When Britney Spears addresses the guy she hopes will hit her one more time (with the truth, not his fist, she’s hastened to explain), she calls him her ”baby” in a growly moan that would do a veteran soul singer proud. ”Oh, bay-buh, bay-buh” is her refrain, and that throaty purr, combined with the pert video that was all over MTV like milk chocolate on a Ding Dong, turned the 18-year-old Spears into an end-of-century sex kitten who’d humble Humbert Humbert. Not that there’s anything wrong with that, since Spears bypasses Nympho-ville and zooms straight into the Mall-lands of America, where her public appearances make prepubescent fans scream with innocent delight. It’s like the Knack (a teenybop act that peaked before Britney was born) once said: ”The little girls understand.”
What the little girls in Spears’ sphere get is that their idol is one confident role model who’s chosen her own influences well: a bit of Janet Jackson in her take-charge dance moves, a smidgen of Mariah’s sultry sassiness, some Stevie Wonder in her croon, and, behind the scenes, Backstreet Boys mentor Max Martin cowriting and coproducing unshakable pop hits. Spears’ ‘99 debut, …Baby One More Time, has sold more than 9 million copies, and her non-mall stadium tours were sellout hormonal fits. One non-setback: Rumors she’d guest-star on Dawson’s Creek came to naught. (Wise career move, Brit — have you seen the show this season? A young woman in your position shouldn’t have to share screen time with an aging harlot like Jen or a mope-a-dope like Pacey.) She’s also weathered her first controversy — speculation that Kentwood, La.’s Baptist-raised sweetie (”I’ve always been really religious,” she told EW. ”I was brought up in the church, but I can still party!”) has had her chest enhanced. (For the record: accusation denied.)
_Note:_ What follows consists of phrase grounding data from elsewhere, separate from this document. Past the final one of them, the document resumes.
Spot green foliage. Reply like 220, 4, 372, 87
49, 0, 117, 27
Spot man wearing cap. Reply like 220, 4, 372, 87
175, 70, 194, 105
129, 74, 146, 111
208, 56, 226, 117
Spears knows where she’s coming from, artistically speaking. She sees her art through the mists of ancient pop history: ”There was a period when R&B was really strong. You didn’t hear any pop. It was like New Kids on the Block, and then all of a sudden it just went away.” Britney, on the heels of the Backstreet Boys, helped bring pop back. And, on the much higher heels of the Spice Girls, she’s taken girl power to higher ground. Where ’80s predecessors Tiffany and Debbie Gibson had to maintain at least a pretense of white-bread innocence, Spears has tapped into hip-hop’s free-flowing sensuality without scaring off kids or their ‘rents, duplicating beats that are funky but not so freaky they can’t be reproduced by little girls in front of their mirrors. (At this point, even Mariah’s co-opting Britney’s butterscotch hair, with matching lipstick, and youthful, semi-porn sweatpant chic.) In 1999, she was the brightest reflection of prepubescent longing and joy.
”My audience looks at me like a girlfriend,” says Spears. ”That’s how I was trying to portray it on stage, like, ‘All of us girls out there!’ Instead of being, like, I don’t know, ‘I’ve got a man and duh-duh-duh.’ I didn’t want the jealousy thing.”